Sunday, February 22, 2009

Advice to Network Device testers - Simulate Capacity/Stress related faults

Capacity in network devices such as UTM is specified with respect to simultaneous connections in case of firewall, ALGs, intrusion Prevention functionality, tunnels in case of IPsec VPN, number of sessions in case of Anti Virus and Spam functions and many more related to different smaller functions. All the functions are not normally used at the same time. Even if all functions are used at the same time, all sessions may not be going through all functions. Due to this, network device vendors typically oversubscribe memory. That is, the memory needed for all functions for the specif ed capacity would be lot more than the memory available in the devices.

This could pose interesting problem in the field. If there is a deployment where multiple functions are used by large number of connections, there could be memory shortage and other resources shortage. This leads to error being returned when the resource is being allocated. If error detection, propagation and recovery is not taken care well by the software, this could lead to instability, leaks, crashes and lockups. It is tester job to ensure that these kinds of problems do not happen in the field. Typically testers simulate different conditions and ensure that system is stable. Yet times, it is not possible for testers to test all different combinations or simulate different conditions.

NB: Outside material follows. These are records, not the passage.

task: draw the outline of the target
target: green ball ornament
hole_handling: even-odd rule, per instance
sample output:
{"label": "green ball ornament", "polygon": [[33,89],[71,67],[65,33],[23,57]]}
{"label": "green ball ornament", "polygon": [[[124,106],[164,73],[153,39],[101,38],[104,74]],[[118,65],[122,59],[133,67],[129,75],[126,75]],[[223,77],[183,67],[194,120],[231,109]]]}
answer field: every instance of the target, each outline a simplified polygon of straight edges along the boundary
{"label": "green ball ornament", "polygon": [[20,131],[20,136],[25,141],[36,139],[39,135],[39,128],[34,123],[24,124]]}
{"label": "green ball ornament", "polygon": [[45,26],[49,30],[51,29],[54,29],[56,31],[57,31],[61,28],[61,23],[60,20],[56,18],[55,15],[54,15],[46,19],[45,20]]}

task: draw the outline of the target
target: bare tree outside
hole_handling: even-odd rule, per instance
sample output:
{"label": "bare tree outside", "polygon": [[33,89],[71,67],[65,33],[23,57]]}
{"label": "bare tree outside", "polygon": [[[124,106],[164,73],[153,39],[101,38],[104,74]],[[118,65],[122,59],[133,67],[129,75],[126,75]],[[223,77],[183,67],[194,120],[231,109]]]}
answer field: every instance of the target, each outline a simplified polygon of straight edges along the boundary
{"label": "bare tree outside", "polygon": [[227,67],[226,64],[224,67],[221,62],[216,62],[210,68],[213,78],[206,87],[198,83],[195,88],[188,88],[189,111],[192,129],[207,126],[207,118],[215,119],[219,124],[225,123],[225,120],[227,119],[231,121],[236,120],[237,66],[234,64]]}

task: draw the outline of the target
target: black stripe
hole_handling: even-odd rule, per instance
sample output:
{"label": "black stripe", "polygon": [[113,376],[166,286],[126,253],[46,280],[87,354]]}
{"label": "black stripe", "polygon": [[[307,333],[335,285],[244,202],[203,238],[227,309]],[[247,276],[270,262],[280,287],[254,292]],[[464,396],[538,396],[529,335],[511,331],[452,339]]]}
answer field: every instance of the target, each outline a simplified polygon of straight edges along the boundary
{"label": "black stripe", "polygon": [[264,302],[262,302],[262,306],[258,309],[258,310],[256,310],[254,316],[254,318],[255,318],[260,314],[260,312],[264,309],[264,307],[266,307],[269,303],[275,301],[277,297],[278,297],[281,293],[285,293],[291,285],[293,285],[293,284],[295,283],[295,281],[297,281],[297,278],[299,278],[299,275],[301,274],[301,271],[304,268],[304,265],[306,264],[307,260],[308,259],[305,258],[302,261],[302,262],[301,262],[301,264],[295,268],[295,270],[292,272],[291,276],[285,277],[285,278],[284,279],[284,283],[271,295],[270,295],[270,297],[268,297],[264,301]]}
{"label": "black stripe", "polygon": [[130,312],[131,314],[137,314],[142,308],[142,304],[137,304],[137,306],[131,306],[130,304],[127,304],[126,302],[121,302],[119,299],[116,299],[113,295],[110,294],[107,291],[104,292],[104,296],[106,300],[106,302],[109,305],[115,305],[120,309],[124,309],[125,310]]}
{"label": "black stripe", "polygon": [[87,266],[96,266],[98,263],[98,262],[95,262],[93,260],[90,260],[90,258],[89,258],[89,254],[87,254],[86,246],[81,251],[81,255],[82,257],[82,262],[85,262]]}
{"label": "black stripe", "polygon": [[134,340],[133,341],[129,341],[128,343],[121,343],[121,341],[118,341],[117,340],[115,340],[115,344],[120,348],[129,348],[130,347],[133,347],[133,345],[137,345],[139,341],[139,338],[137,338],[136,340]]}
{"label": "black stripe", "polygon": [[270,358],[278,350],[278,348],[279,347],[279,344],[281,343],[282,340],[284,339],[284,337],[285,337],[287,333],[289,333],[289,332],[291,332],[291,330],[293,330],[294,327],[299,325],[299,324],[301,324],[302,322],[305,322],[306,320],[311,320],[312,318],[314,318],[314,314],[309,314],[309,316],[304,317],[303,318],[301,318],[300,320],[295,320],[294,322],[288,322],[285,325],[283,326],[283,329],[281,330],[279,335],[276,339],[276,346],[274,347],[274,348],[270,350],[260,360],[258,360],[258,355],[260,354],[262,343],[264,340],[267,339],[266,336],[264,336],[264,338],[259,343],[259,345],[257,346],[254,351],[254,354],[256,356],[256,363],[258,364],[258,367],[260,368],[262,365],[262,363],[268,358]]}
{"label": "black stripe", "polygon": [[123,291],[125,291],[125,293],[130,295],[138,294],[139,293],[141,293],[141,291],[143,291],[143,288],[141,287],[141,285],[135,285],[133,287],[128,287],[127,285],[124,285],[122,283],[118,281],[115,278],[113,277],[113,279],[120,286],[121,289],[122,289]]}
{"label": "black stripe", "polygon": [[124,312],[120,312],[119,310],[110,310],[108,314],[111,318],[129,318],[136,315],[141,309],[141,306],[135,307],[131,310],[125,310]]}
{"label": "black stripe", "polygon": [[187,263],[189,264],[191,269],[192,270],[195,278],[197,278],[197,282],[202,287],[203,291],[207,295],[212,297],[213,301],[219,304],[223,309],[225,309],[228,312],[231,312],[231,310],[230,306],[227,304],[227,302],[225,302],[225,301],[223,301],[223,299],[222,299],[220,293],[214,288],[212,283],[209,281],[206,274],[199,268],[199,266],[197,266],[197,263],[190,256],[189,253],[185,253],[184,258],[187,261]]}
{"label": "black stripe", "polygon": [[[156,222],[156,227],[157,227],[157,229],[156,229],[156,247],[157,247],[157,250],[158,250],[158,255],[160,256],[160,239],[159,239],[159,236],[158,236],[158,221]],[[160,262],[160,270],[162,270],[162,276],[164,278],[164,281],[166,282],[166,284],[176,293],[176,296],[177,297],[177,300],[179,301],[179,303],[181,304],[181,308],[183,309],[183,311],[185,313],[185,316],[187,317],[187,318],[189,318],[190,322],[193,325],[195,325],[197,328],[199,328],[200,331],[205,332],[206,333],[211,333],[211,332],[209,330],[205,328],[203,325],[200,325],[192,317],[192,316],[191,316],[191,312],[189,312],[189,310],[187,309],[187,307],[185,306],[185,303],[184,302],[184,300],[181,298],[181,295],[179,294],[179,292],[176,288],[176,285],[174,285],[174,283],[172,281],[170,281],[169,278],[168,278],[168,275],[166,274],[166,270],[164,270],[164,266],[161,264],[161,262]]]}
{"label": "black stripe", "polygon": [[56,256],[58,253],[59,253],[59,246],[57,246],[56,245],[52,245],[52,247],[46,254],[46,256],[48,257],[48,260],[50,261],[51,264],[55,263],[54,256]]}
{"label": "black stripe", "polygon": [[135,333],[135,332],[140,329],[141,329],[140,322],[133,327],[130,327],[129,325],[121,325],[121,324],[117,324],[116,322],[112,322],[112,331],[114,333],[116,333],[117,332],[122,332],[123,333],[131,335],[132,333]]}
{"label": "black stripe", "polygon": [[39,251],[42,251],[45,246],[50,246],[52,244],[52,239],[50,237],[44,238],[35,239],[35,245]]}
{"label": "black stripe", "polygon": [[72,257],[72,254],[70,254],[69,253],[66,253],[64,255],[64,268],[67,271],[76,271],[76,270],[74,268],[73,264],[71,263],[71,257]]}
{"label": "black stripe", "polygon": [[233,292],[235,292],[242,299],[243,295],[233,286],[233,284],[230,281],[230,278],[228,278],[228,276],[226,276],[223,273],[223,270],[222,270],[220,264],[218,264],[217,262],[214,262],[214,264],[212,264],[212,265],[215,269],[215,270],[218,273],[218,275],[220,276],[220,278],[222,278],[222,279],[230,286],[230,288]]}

I believe testers should be able to simulate all possible combinations by simulating all kinds of error conditions. As part of it, testers should ask development team to provide facilities to inject the faults. In particular, testers should ask for facilities to inject faults for following.
  • Memory allocation failures: Almost all functions in software would allocate memory either at the time of connection establishment or on packet basis or to queue the packets and control data etc... Testers should have ammunition to inject the memory fault for specific functions.
  • Socket/File open failures
  • Semaphore creation failures
  • Thread/Tasklet creation failures
  • Fault simulation of any other OS resource that gets allocated after software is completely initialized.
Testers should go at testing in methodical way:

  • Keep list of all functions and OS resource allocations they do.
  • For each one of them, create a test case.
  • Before running the test case, configure to inject fault.
  • Run the test and ensure that system works as expected.
  • Run the test without fault and ensure that system is stable.
I believe that this kind of testing should happen for every release - feature or maintenance releases. If these tests are done manually, it takes very long time. My suggestion is to automate them.